02/06/2026
We do not get substandard roads, schools, hospitals, flood-control systems, and public services by accident. More often than not, they are the inevitable result of electing substandard leaders.
Leadership sets the standard for everything that follows. When we elect officials based on popularity instead of competence, personality instead of performance, and noise instead of substance, we should not be surprised when government projects are delayed, overpriced, poorly designed, or quickly fall apart. The quality of governance is ultimately a reflection of the quality of the leaders we choose.

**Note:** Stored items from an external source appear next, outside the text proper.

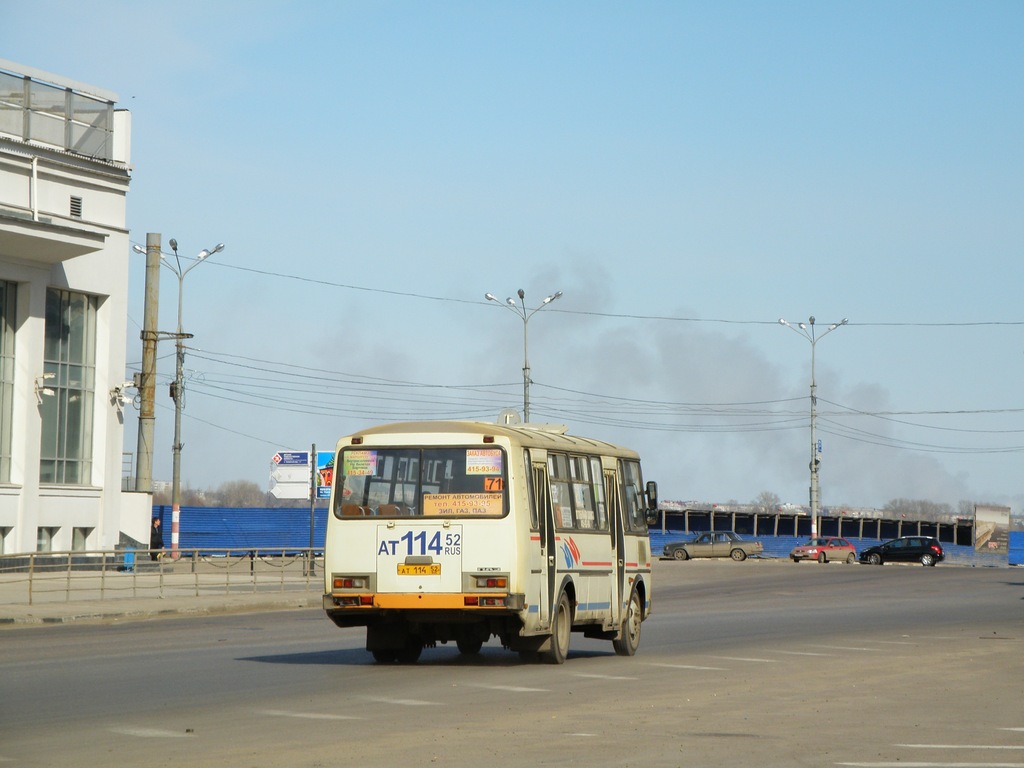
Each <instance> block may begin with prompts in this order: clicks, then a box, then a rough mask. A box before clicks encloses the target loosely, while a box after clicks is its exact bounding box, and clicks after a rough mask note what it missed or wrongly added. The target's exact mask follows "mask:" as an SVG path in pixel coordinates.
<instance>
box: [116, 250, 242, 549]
mask: <svg viewBox="0 0 1024 768" xmlns="http://www.w3.org/2000/svg"><path fill="white" fill-rule="evenodd" d="M170 245H171V250H172V251H173V252H174V263H173V264H172V263H171V261H170V260H169V259H168V258H167V254H164V253H161V254H160V259H161V261H160V263H162V264H163V265H164V266H166V267H167V268H168V269H170V270H171V271H172V272H174V275H175V276H176V278H177V279H178V328H177V332H176V333H174V334H166V335H163V334H162V335H163V336H165V338H166V337H168V336H173V338H174V339H175V343H174V346H175V365H174V383H173V384H171V397H172V398H173V399H174V445H173V446H172V447H173V454H174V459H173V467H172V478H171V556H172V557H177V554H178V529H179V528H178V523H179V520H180V515H181V409H182V407H183V404H184V361H185V347H184V344H183V341H184V340H185V339H190V338H191V337H193V335H191V334H186V333H184V331H183V330H182V327H181V307H182V299H183V296H184V280H185V275H186V274H188V272H190V271H191V270H193V269H195V268H196V267H197V266H199V265H200V264H201V263H203V261H205V260H206V259H207V258H209V257H210V256H212V255H213V254H215V253H220V252H221V251H223V250H224V244H223V243H219V244H218V245H216V246H215V247H214V248H212V249H207V248H204V249H203V250H202V251H200V252H199V254H197V256H196V260H195V261H193V263H190V264H188V265H186V266H182V264H181V257H180V256H178V242H177V241H176V240H174V239H173V238H171V240H170ZM133 250H135V251H136V252H137V253H144V251H142V250H141V249H140V248H139V247H138V246H134V247H133Z"/></svg>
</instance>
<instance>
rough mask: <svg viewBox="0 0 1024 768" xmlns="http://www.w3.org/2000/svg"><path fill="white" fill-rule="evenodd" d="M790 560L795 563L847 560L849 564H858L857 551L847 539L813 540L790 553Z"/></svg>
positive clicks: (797, 548)
mask: <svg viewBox="0 0 1024 768" xmlns="http://www.w3.org/2000/svg"><path fill="white" fill-rule="evenodd" d="M790 558H791V559H792V560H793V561H794V562H800V561H801V560H817V561H818V562H828V561H829V560H846V561H847V562H856V561H857V550H856V548H855V547H854V546H853V545H852V544H850V543H849V542H848V541H846V539H840V538H839V537H825V538H823V539H811V540H810V541H809V542H808V543H807V544H804V545H802V546H800V547H794V549H793V552H791V553H790Z"/></svg>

A bridge does not collapse because of bad luck. A school is not left unfinished because of fate. Public funds are not wasted because of coincidence. These failures are often symptoms of a deeper problem: a political culture that rewards name recall, celebrity, political dynasties, and empty rhetoric more than integrity, expertise, and proven results.
The Philippines lacks neither talent nor resources. It does not lack hardworking public servants. What it often lacks is a voting public willing to demand EXCELLENCE from those seeking public office.
Every election is a hiring process. Yet many voters scrutinize a job applicant more carefully than they scrutinize a candidate who will manage billions of pesos and make decisions affecting millions of lives. We ask engineers for credentials before letting them build a house. We ask doctors for qualifications before trusting them with our health. But too often, we entrust the nationโs future to politicians whose primary qualification is popularity.
The consequences are visible everywhere: infrastructure that deteriorates prematurely, programs that fail to deliver, opportunities lost to corruption and incompetence, and generations forced to pay for the mistakes of poor leadership.
The solution is neither complicated nor impossible. We must raise our standards.
In 2028, the question should not be who entertains us the most, who trends on social media, or who delivers the sharpest soundbite. The question should be: Who has the competence to govern? Who has a track record of delivering results? Who understands policy? Who has demonstrated integrity under pressure? Who will leave institutions stronger than they found them?
A first-class nation cannot be built by settling for third-rate leadership.
If we want better projects, better services, better opportunities, and a better future, we must start by making better choices at the ballot box. Because in the end, the quality of government we receive is often the quality of leadership we elect.
This 2028, let us raise our standards. The future of the Philippines depends on it.